A new measure of healthcare efficiency, Medicare spending per beneficiary, is another pain point for healthcare leaders, but it aims to incentivize higher-quality, less-costly care.
This article appears in the March 2014 issue of HealthLeaders magazine.
The federal government's new efficiency measure, the latest effort to incentivize higher-quality, less-costly care, is one that has surprised, confused, and frustrated many hospital leaders whose payments will soon be impacted by the new rule.
One of the questions they ask in their letters of protest: How can hospitals be held accountable for services their patients receive after they're discharged or even before they're admitted? Another question: How is it fair to financially penalize them without first adjusting for socioeconomic factors, which this controversial measure does not do?
But despite these and other concerns surrounding Medicare's new spending per beneficiary equation, or MSPB, some hospital leaders say they embrace the new measure because they know the healthcare system's mosaic of providers ultimately must work much more efficiently, together, in the interest of the patient.

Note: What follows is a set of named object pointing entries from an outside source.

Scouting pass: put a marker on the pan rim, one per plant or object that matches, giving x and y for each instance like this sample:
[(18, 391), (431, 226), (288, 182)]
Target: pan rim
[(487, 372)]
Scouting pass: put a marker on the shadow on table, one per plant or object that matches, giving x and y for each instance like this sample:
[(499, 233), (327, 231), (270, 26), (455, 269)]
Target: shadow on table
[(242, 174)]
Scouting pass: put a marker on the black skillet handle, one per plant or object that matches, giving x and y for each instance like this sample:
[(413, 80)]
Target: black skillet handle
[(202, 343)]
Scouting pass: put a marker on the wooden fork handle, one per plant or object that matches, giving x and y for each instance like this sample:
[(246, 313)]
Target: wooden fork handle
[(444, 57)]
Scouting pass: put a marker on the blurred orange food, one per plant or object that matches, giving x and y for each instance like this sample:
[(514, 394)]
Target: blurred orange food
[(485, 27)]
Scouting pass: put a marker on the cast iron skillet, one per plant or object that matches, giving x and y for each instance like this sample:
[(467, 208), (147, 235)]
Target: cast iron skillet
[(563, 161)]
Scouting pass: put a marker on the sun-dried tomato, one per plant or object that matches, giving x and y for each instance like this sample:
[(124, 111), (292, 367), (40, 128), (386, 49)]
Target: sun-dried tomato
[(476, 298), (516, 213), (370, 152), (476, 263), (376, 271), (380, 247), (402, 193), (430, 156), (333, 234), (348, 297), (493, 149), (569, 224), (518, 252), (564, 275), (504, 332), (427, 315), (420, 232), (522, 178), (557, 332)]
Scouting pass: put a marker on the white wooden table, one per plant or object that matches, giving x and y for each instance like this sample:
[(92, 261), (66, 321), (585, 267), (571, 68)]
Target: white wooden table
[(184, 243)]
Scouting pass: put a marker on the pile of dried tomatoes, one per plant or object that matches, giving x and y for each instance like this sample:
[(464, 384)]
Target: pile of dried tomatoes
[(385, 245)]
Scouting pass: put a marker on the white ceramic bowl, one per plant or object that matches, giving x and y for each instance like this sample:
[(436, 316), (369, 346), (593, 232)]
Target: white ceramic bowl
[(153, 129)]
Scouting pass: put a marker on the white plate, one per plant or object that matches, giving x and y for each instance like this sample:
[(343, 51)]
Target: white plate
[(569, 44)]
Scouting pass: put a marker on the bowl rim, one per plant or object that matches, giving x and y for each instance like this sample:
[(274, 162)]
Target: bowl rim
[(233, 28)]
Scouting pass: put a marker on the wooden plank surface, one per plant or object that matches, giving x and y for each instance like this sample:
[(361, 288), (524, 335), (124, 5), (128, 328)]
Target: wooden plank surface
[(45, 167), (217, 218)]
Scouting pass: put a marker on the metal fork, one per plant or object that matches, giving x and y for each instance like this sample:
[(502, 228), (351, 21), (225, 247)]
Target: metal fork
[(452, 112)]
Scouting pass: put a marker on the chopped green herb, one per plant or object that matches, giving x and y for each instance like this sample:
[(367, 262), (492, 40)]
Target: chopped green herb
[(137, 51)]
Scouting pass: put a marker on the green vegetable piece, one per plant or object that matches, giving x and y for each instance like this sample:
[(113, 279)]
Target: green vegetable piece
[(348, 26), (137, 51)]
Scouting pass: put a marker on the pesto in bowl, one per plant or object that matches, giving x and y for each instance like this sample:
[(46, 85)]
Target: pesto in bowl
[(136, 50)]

"This measure has now been placed on us, and we as hospitals have to own this and accept this responsibility," says Jeffrey DiLisi, MD, vice president and chief medical officer of 342-licensed-bed Virginia Hospital Center in Arlington, whose MSPB in December 2013 was 0.95, lower than the national average.

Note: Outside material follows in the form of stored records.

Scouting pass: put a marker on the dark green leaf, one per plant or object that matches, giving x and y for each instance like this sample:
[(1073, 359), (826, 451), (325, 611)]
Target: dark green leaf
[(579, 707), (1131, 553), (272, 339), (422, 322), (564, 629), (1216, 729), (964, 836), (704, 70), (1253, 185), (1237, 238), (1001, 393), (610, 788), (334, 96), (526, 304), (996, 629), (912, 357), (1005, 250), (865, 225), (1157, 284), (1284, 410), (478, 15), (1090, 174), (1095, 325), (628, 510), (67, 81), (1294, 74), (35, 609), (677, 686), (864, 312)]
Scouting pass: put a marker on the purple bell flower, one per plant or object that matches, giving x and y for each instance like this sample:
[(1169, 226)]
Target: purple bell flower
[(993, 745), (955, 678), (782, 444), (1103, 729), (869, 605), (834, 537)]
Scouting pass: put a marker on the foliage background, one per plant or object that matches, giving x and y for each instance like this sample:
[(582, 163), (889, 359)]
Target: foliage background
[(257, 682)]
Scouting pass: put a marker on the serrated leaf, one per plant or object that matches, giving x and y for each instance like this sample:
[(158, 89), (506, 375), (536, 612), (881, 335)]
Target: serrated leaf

Hospital leaders' complaints that the rule is unfair because they have no control over this spending "sounds like an excuse," he says, because they actually do have control.
With this measure, CMS encourages hospitals to exert influence—perhaps through their powers of referral—over community physicians, skilled nursing facilities, home health agencies, durable medical equipment providers, and hospices to ensure that they improve the quality of care delivered and not provide unnecessary care.
Keeping readmissions low
Because his organization saw this measure coming, DiLisi says Virginia Hospital Center has been working with provider partners to keep readmissions low.
"Over the past three years, we've had multiple meetings with the executive teams at our skilled nursing homes and home health agencies, telling them 'We don't want you sending someone back to the ER in the middle of the night for something that you could have taken care of safely at the facility,' " he says.
"We're fortunate that we have some good home health providers here," DiLisi says. "However, there is certainly variability, and now our case managers make decisions based on which agencies provide the best care for the patients they are servicing."
"For hospitals that look at this metric seriously," he says, "they will find their providers who are not causing unnecessary readmissions. Those are the better-value providers that we should be sending our patients to."